10 Questions with Mayor Michael Bloomberg

The New York City mayor is now serving his third term. Michael Bloomberg talks about money, guns and beer on the rocks

  • Marco Grob for TIME

    What lessons did you learn from the recent snowstorm that paralyzed New York City?
    I'm sorry that it happened. Can we do it better? Yes. But we have done nine years of cleaning the snow. You don't define all the hard work that our sanitation department does based on one snowstorm.

    Where will the economy be a year from now? Will the unemployment rate get better?
    The economy will have improved, but it's not going to be better for everybody. The [gap] between the requirements of the workplace and the skill sets that our workforce has is growing, not declining.

    Is there room for a candid, non-ideological big-city mayor to step onto the national stage and fix problems?
    There's room for people like me to influence the dialogue, but I do not believe there is room for an independent candidate. In any case, I have 1,050 days from today left to go, and I've told the public I would fill out my term. I'm going to serve the four years.

    I meant Rahm Emanuel.
    He sent me an e-mail yesterday saying happy birthday. I wrote back and said, "I assume you don't need any help, but if you do, call." This is going to be a different Rahm Emanuel. He's going to be a good mayor, and we'll work well together. Much better than when he was in the White House and I was a wise-ass who might run against his boss.

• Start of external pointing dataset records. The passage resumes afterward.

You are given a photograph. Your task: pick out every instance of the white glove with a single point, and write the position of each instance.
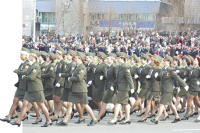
(186, 88)
(148, 77)
(177, 71)
(132, 90)
(136, 76)
(89, 82)
(101, 77)
(156, 75)
(13, 70)
(111, 88)
(57, 85)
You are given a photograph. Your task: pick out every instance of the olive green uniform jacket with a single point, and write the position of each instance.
(49, 76)
(167, 78)
(33, 78)
(23, 67)
(123, 80)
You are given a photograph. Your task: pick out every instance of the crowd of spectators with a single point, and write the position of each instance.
(161, 43)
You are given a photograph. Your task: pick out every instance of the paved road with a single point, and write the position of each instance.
(188, 126)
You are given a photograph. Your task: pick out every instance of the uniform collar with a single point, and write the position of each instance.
(23, 61)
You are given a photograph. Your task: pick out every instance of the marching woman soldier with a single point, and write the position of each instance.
(154, 87)
(110, 91)
(134, 68)
(67, 85)
(184, 74)
(59, 81)
(34, 92)
(194, 87)
(43, 65)
(20, 85)
(49, 79)
(167, 76)
(145, 83)
(123, 84)
(90, 71)
(78, 92)
(176, 65)
(99, 80)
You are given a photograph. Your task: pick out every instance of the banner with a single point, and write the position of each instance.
(127, 24)
(24, 26)
(46, 26)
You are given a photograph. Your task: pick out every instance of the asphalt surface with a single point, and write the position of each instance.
(188, 126)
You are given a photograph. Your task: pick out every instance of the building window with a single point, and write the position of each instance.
(48, 17)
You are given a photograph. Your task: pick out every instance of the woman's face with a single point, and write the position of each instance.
(174, 62)
(99, 59)
(184, 62)
(88, 59)
(166, 63)
(47, 59)
(69, 57)
(195, 62)
(22, 56)
(31, 58)
(77, 60)
(109, 60)
(132, 61)
(152, 63)
(120, 60)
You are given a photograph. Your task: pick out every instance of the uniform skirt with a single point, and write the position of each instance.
(122, 97)
(155, 95)
(166, 98)
(35, 96)
(48, 94)
(19, 93)
(81, 98)
(98, 94)
(143, 93)
(135, 94)
(175, 91)
(194, 93)
(109, 96)
(183, 93)
(90, 90)
(57, 91)
(65, 94)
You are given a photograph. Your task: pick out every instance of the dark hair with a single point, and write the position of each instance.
(72, 56)
(44, 57)
(51, 59)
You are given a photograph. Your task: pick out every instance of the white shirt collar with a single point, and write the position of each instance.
(23, 61)
(144, 65)
(42, 62)
(79, 64)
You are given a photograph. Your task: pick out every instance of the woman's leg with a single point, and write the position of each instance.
(127, 111)
(23, 112)
(116, 112)
(69, 110)
(147, 109)
(102, 111)
(89, 110)
(12, 108)
(45, 111)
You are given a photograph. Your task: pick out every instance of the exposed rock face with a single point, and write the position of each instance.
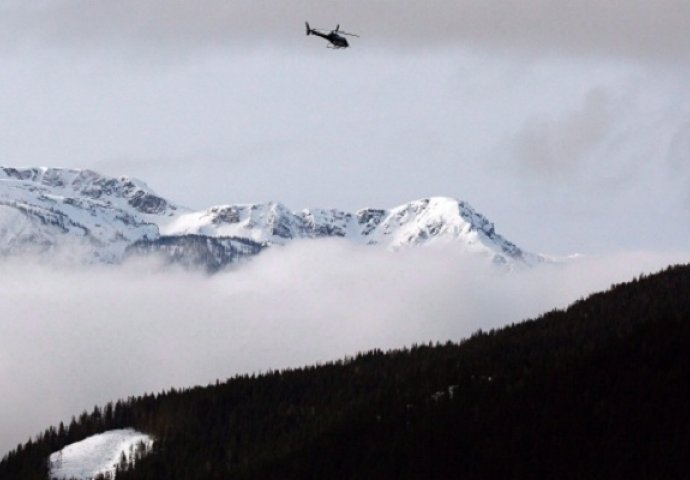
(108, 219)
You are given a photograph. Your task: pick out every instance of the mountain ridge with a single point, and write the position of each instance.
(113, 218)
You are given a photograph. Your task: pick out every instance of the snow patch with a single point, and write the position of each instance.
(99, 454)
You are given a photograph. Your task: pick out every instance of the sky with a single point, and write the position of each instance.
(565, 123)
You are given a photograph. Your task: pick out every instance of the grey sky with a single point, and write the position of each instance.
(630, 28)
(563, 122)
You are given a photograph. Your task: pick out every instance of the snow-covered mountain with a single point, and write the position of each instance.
(46, 210)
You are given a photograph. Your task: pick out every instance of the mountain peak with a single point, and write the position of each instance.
(46, 206)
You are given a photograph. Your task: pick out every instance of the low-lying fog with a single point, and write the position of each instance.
(74, 337)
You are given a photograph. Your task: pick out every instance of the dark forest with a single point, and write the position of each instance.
(599, 390)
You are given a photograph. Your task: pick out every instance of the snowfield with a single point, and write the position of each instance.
(96, 455)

    Have bankers gotten an unfair rap in the past few years?
    Yes. They get a very unfair rap. Not that they didn't speculate, but we had an expansion in this country that any rational person should have known was not sustainable. You can't have everybody making money in the stock market every day. But we all wanted the party to continue. How [else] can you explain the Bernie Madoff phenomenon?

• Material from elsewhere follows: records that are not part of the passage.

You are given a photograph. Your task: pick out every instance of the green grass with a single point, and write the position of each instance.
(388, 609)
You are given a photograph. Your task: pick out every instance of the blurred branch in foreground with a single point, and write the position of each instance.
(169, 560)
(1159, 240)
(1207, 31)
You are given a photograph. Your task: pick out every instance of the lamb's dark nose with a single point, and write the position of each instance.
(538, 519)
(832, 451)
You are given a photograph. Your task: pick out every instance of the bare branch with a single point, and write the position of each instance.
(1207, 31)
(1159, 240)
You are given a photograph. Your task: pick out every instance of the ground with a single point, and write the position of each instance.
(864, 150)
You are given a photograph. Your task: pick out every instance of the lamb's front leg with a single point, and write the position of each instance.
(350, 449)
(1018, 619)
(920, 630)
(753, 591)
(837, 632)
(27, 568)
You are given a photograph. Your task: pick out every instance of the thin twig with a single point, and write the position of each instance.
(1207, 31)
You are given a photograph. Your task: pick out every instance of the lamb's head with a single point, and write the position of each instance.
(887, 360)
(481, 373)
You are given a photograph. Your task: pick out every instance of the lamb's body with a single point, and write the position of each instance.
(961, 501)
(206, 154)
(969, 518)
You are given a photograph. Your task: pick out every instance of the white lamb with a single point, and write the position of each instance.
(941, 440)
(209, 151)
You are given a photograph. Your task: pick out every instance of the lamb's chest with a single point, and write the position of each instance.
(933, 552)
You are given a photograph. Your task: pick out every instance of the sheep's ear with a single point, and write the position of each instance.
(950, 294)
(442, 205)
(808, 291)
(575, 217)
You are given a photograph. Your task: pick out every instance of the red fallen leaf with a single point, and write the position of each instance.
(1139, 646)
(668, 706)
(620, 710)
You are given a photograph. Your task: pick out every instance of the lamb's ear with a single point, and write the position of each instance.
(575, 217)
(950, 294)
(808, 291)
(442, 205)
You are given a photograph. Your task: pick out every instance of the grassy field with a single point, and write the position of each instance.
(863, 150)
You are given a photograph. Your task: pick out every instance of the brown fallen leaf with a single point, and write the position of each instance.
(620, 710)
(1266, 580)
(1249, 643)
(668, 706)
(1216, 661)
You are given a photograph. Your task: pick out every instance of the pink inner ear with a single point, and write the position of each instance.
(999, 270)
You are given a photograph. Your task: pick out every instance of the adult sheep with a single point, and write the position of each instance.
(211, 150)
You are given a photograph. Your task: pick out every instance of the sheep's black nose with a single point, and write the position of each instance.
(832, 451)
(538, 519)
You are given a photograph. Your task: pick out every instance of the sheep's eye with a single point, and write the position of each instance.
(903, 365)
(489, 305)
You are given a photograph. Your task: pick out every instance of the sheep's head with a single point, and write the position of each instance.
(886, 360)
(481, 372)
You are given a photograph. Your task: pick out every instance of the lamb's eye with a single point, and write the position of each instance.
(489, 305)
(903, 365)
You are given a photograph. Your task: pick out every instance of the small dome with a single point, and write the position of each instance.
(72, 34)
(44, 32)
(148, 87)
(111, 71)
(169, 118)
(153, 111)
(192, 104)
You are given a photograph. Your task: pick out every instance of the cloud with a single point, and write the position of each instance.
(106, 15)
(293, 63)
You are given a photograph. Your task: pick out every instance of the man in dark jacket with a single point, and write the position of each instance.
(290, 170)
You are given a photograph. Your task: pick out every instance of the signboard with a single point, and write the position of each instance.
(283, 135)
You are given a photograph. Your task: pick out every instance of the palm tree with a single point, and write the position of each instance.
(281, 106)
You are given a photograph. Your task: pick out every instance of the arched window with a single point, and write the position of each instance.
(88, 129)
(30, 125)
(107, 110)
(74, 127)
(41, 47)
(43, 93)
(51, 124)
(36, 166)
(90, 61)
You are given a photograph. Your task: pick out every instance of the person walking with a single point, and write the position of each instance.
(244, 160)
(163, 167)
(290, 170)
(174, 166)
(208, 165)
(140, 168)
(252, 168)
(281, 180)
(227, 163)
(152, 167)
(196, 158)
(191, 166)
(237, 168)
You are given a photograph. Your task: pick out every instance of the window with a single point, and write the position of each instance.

    How do you explain it, then?
    Nobody cared. Everybody just thought, Where did Madoff get the idea? A cynic would say Social Security, [though] I would never say that. But it's exactly the same thing, isn't it? I also think people should have asked why he could outperform like that. There's no free lunch.

    You've been outspoken lately on gun control. What are you trying to achieve?
    Guns kill people. I'm not opposed to the Second Amendment. I'm not opposed to hunters. I don't understand why we have to sell magazines with 33 bullets. If it takes you 33 bullets to kill a deer, you're not a sportsman. And armor-piercing bullets — the last time I saw a deer with a bulletproof vest was a long time ago. Guns are one of the biggest killers in the country, and it's an easy problem to solve if we had the courage to [do so].

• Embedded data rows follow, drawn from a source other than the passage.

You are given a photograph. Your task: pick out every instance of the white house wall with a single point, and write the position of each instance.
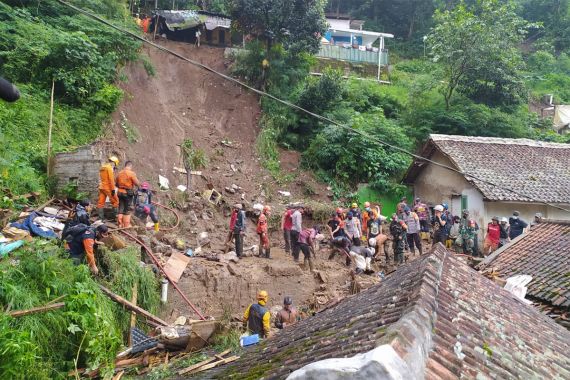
(436, 185)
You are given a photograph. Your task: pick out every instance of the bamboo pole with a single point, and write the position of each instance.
(41, 309)
(50, 127)
(132, 307)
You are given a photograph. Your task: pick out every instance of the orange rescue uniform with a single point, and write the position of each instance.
(126, 180)
(106, 186)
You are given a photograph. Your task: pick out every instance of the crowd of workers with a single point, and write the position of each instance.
(125, 193)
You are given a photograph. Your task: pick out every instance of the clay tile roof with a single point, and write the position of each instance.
(442, 318)
(534, 169)
(544, 254)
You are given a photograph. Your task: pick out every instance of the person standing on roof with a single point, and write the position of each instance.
(286, 225)
(239, 229)
(398, 231)
(288, 315)
(144, 207)
(107, 186)
(126, 182)
(257, 317)
(504, 238)
(297, 220)
(422, 211)
(352, 228)
(438, 222)
(262, 231)
(412, 220)
(80, 242)
(493, 236)
(518, 226)
(307, 245)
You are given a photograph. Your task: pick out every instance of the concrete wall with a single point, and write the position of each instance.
(82, 166)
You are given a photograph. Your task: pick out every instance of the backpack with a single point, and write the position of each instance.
(74, 231)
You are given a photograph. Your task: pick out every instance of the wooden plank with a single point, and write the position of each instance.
(133, 314)
(176, 265)
(215, 364)
(41, 309)
(132, 307)
(202, 363)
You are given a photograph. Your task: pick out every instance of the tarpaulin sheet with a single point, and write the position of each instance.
(178, 20)
(561, 116)
(33, 228)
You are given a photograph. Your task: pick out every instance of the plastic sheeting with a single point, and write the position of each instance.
(561, 116)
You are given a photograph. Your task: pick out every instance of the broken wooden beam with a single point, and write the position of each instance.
(130, 306)
(203, 363)
(34, 310)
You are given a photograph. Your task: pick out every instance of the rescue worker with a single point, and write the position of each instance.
(366, 216)
(78, 215)
(493, 237)
(356, 213)
(126, 182)
(264, 248)
(107, 187)
(239, 229)
(297, 220)
(80, 241)
(286, 225)
(412, 220)
(288, 315)
(423, 213)
(504, 238)
(362, 257)
(144, 207)
(439, 221)
(257, 317)
(352, 228)
(398, 231)
(306, 244)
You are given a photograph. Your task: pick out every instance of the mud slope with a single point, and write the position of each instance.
(182, 102)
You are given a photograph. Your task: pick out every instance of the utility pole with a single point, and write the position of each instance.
(50, 127)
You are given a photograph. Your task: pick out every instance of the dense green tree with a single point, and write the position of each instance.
(296, 24)
(478, 48)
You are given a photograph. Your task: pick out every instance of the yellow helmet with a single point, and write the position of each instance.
(115, 160)
(262, 295)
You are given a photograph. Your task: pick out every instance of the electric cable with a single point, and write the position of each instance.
(299, 108)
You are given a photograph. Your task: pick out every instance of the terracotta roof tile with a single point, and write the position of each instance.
(544, 254)
(447, 321)
(534, 169)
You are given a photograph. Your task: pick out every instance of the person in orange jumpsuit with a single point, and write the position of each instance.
(107, 186)
(126, 182)
(264, 249)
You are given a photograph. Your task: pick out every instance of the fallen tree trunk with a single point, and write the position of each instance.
(132, 307)
(40, 309)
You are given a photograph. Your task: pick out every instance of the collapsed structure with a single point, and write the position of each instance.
(544, 254)
(433, 318)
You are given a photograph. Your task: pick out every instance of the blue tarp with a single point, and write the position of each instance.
(33, 228)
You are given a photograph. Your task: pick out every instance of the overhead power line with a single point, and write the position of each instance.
(296, 107)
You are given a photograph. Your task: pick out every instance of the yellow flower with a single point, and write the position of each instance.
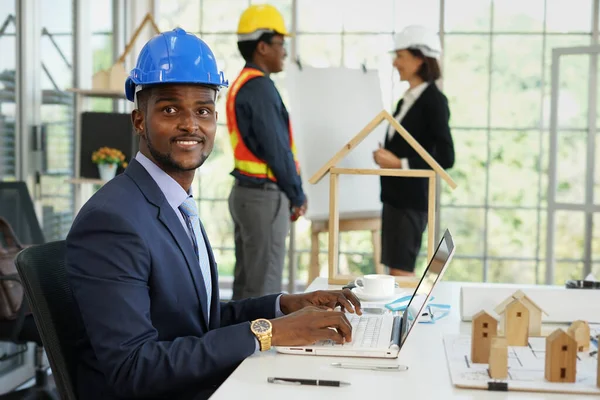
(108, 155)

    What can't the mayor of New York City say?
    One of the measures of maturity of our city is that you can address social issues that are uncomfortable. It's just a matter of how you address them. Sometimes people will take offense. Sometimes they won't.

    You have been made fun of recently for the way you drink beer. So, for the record, you like ice in your beer?
    Yeah. Incidentally, don't put it in and let it sit there. You have the ice, pour in a little beer, drink it. Pour in a little beer, drink it.

    Reader question: You've been so successful in business. What's the point of doing one of the all-time hard-to-please-everyone jobs? Gerardo Valero, Mexico City
    Because it's an all-time hard-to-please-everyone job. It's a great challenge, and it's the world I'm going to leave my kids. They will do a lot better if the world is better than if they inherit [all of] my money.